There is media speculation that Johnson & Johnson (J&J), and its subsidiary DePuy, are in active discussions to attempt a global settlement of their defective ASR metal on metal artificial hips.
J&J Potential Settlement North of $3 Billion
Apparently J&J has discussed paying more than $3 billion to settle lawsuits over its recalled hip implants. J&J is exposed to over 11,500 product liability lawsuits in the U.S. and is considering paying more than $300,000 per case.
According to experts, such a global settlement would surpass $3 billion if most plaintiffs accept the proposed terms, this valuation is 50% larger than previously proposed. Still, according to industry watchers, a $3 Billion is a drop in the ocean for the profits that J&J has generated from the sale of the recalled devices.
Settlement is Dependent on Trial Outcomes
Any settlement would be subjected to the outcome of 7 product-liability trials between September and January 2014.
J&J’s DePuy unit recalled 93,000 implants worldwide in 2010, including 37,000 in the U.S. The failure rate that patients and doctors were seeing dwarfed the official company failure rate.
Unacceptable Failure Rate at 5 Years
Unfortunately that failure rate is climbing, and some estimate as high as 40%-50% failure rate at 5 years. Patients are blaming the chromium and cobalt artificial hip devices for pain, metal debris, metallosis and replacement surgeries. To date, J&J and DePuy have not accepted liability for placing a defective hip device in the market place and cite “market conditions” for their recall.
J&J DePuy ASR Verdicts
J&J was hit with a $8.3 million verdict, earlier this year, in the first trial involving a retired Montana prison guard. The California jury found that the device was defectively designed, that DePuy properly warned of the risks, and that the company didn’t owe punitive damages.

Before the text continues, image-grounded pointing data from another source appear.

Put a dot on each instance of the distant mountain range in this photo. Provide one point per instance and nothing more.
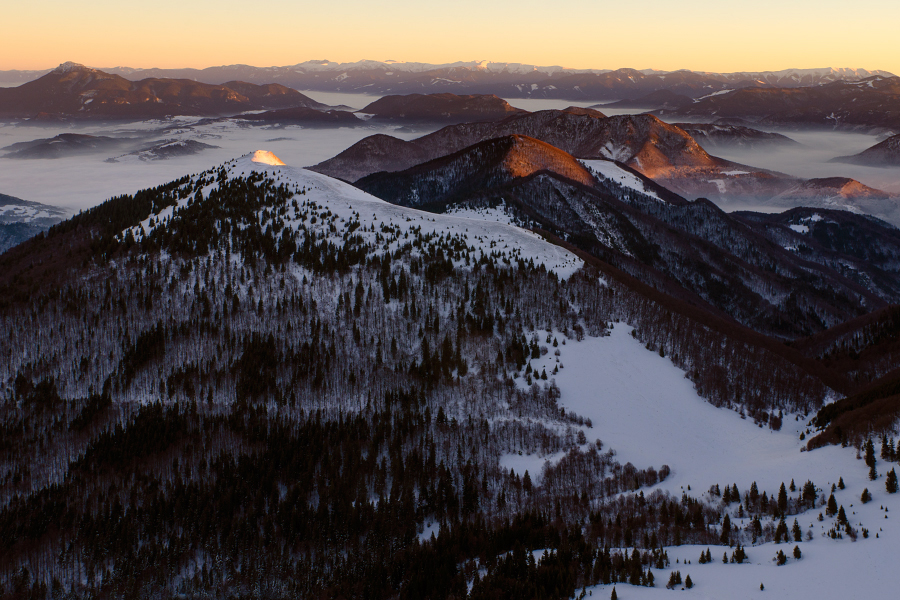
(883, 154)
(509, 80)
(666, 153)
(870, 103)
(75, 91)
(22, 219)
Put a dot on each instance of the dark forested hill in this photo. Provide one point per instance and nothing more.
(763, 276)
(260, 381)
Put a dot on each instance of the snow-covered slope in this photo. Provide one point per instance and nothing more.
(645, 409)
(350, 204)
(611, 170)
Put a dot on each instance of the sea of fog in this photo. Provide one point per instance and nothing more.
(80, 182)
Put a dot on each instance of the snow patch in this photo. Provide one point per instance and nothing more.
(611, 170)
(265, 157)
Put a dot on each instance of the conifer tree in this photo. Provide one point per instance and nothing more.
(726, 529)
(781, 532)
(890, 483)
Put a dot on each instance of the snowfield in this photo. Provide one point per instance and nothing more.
(349, 203)
(642, 407)
(611, 170)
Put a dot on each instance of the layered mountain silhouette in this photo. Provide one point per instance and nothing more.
(306, 116)
(724, 135)
(76, 91)
(656, 149)
(870, 103)
(664, 152)
(882, 154)
(509, 80)
(643, 141)
(690, 250)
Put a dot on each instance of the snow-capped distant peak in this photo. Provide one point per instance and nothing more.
(265, 157)
(68, 66)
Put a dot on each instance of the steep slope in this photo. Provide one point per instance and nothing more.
(664, 98)
(306, 116)
(174, 354)
(75, 91)
(508, 80)
(647, 232)
(485, 165)
(656, 149)
(721, 135)
(870, 103)
(440, 108)
(841, 193)
(21, 220)
(64, 144)
(882, 154)
(644, 142)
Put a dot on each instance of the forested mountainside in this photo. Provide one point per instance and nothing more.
(261, 382)
(766, 277)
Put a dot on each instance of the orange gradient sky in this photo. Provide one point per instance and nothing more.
(690, 34)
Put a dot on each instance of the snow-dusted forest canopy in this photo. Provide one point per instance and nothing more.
(257, 382)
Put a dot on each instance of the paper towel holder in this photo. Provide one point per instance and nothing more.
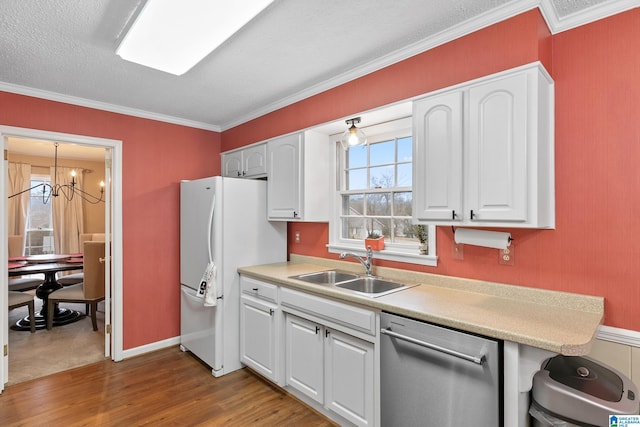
(483, 238)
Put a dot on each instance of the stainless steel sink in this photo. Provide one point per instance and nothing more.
(368, 286)
(371, 286)
(330, 277)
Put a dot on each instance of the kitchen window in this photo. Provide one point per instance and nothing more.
(39, 225)
(374, 196)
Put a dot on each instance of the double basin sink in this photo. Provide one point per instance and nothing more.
(363, 285)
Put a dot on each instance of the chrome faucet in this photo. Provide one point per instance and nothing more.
(366, 262)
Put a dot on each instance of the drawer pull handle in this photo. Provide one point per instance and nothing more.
(479, 360)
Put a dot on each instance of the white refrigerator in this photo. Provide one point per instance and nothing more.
(223, 222)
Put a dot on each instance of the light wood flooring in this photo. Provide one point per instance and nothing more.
(165, 387)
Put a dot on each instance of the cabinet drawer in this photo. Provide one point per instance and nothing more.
(262, 290)
(348, 315)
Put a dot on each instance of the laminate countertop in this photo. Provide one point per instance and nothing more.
(560, 322)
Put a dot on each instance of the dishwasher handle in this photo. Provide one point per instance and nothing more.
(479, 360)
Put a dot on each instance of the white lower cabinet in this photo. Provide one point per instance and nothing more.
(333, 368)
(349, 375)
(259, 328)
(319, 349)
(304, 357)
(258, 340)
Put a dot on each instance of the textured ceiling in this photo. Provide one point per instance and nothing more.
(65, 50)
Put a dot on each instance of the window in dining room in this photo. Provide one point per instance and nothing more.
(39, 220)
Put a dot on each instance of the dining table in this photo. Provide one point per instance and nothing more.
(49, 265)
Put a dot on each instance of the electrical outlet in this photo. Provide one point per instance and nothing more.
(506, 256)
(457, 251)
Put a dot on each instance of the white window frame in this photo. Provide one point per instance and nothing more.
(392, 252)
(46, 178)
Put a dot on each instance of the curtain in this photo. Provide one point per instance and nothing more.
(18, 206)
(67, 214)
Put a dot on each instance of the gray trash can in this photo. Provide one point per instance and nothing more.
(577, 391)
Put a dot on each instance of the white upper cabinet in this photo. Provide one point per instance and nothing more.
(437, 160)
(483, 152)
(299, 167)
(249, 162)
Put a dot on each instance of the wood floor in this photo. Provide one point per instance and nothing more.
(166, 387)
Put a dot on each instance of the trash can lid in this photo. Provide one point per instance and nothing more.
(587, 376)
(580, 390)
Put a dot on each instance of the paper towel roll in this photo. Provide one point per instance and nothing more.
(490, 239)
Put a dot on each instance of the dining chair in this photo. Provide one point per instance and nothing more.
(90, 291)
(18, 299)
(75, 278)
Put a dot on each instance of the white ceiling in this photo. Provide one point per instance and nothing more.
(65, 50)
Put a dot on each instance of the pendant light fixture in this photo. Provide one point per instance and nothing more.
(66, 190)
(353, 136)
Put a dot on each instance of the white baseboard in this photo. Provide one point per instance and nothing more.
(606, 333)
(618, 335)
(158, 345)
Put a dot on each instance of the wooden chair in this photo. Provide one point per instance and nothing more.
(90, 291)
(18, 299)
(75, 278)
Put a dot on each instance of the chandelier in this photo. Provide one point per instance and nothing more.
(68, 191)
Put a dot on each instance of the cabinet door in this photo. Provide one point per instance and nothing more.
(232, 164)
(496, 181)
(284, 195)
(258, 336)
(350, 377)
(437, 159)
(304, 359)
(255, 161)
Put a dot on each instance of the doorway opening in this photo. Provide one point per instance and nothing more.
(82, 344)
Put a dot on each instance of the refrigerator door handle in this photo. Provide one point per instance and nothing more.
(213, 208)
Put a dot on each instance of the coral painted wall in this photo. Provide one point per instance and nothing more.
(156, 156)
(595, 67)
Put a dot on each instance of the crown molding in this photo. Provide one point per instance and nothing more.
(82, 102)
(594, 13)
(471, 25)
(549, 12)
(547, 9)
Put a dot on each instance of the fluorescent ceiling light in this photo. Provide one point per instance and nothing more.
(173, 36)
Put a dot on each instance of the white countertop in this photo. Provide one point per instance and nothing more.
(560, 322)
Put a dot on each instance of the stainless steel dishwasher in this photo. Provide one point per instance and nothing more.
(433, 376)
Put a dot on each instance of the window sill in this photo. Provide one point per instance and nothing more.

DePuy is appealing that verdict. A Chicago jury ruled six weeks later for DePuy in rejecting a defective design claim by an Illinois nurse.
7 Bellwether Trials Scheduled
7 other trials are set for later in the year, the first is scheduled to begin September 9 in Cleveland. The plaintiff is Ann McCracken, 58, from New York, who needed two replacement surgeries or revisions after her ASR implant.
Trials also are scheduled in state courts in San Francisco in October; in Hackensack, New Jersey, in October and January; in West Palm Beach, Florida, in November; in Chicago in December; and in Los Angeles in January.
Federal Multidistrict Litigation
There are about 8,000 federal cases consolidated in the multidistrict litigation or MDL, in the Northern District of Ohio, for the pre-trial consideration.
About 2,000 cases are pending in the California Judicial Council Coordinated Proceeding before Judge Richard Kramer in San Francisco.
Any overall settlement would factor in age, severity of injuries and revision or replacement surgeries. Negotiators would rank those and other medical factors on a matrix or settlement grid.
Any settlement would have to incorporate future claims and repayment to third party medical insurance payors, for example Medicaid and Medicare for medical bills paid.
What is the Problem with DePuy ASR?
The J&J hips were made from a cobalt-and-chromium alloy used in two related models, the ASR XL Acetabular System and the ASR Hip Resurfacing System.
At the first trial in Los Angeles, plaintiff Loren Kransky argued that DePuy failed to test the device adequately before selling it in the U.S. in 2005, buried surgeon complaints of mounting failures, and studied a redesign of the ASR before scrapping that effort in 2008.
Patients claim that debris from the metal ball grinding against the metal cup causes tissue death around the joint and increase the amount of metal ions in the bloodstream to harmful levels. This is known as metallosis.
McCracken v. DePuy, 11-dp-20485, U.S. District Court, Northern District of Ohio (Toledo). The consolidated federal case is In re DePuy Orthopedics Inc., ASR Hip Implant Products Liability Litigation, 10-MD-2197, U.S. District Court, Northern District of Ohio (Toledo).